BY LUSY LIMA
The Anglophone crisis that started with separate strikes by common law lawyers and teachers of English speaking extraction in 2016 has degenerated in an armed conflict, with tension raging in the North West and South West regions of Cameroon. In spite of several calls for protagonists to give peace a chance, kidnapping, killing,wanton arrests and detention, as well as the burning down of villages and property have taken centre stage, with accusations and counter accusations being the order of day. The crisis,now turned civil war, has recorded multiple deaths on both sides of the divide.
While the Yaoundé administration is accused of giving deaf ears to possible solutions to the conflict, the separatists have remained adamant to realizing complete secession. This, at a time when official figures indicate hundreds of thousands are internally displaced and tens of thousands more seeking refuge in neighbouring Nigeria.
Meantime, the government is bent on tracking and cracking down on those considered ‘agents of destabilization’, who are usually charged with treason, terrorism,insurrection, propagation of false information and possessions of the identification document of the imaginary state of Ambazonia. Government forces have embarked on sporadic raids in the Northwest and Southwest regions of the country. Such actions have been extended to Cameroonians abroad who are, by some reasons, considered part of the separatist group or enemies of the state.
Recently, two Southern Cameroon National Council, SCNC, activists from South Africa, Ndeh Devine and Ambe Edward, were arrested upon arrival at the Yaoundé International Airport before remanded at the Kondengui maximum security prison, still in the nation’s capital.

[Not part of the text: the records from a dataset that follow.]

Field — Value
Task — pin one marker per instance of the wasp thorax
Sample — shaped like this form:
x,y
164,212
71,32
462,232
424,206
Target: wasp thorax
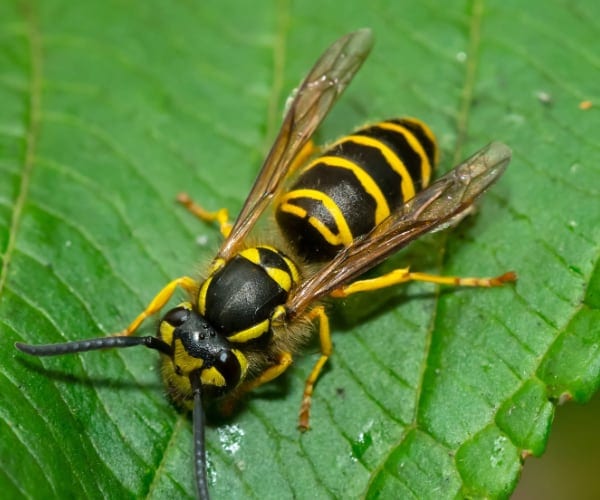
x,y
198,347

On March 9, 2020, a group of SCNC members in the UK , among whom were Robert Tamanji, Ivo Kuka, William Fonya, Royce Buh Meh- Kah, and Emmanuel Foncham, staged a protest at the parliamentary square in London, calling for Cameroon to be kicked out of the Common Wealth of Nations. The demonstrators carried placards with messages such as; “we want independence”, “we demand justice”, “stop the
genocide in Southern Cameroon” etc. Security sources in London hinted that two of the activists; Ivo Kuka and Emmanuel Foncham were arrested during the protest by the London metropolitan police on the Victoria Street SW1. The International community has times, without number blamed the government of Cameroon for atrocities and rights abuses.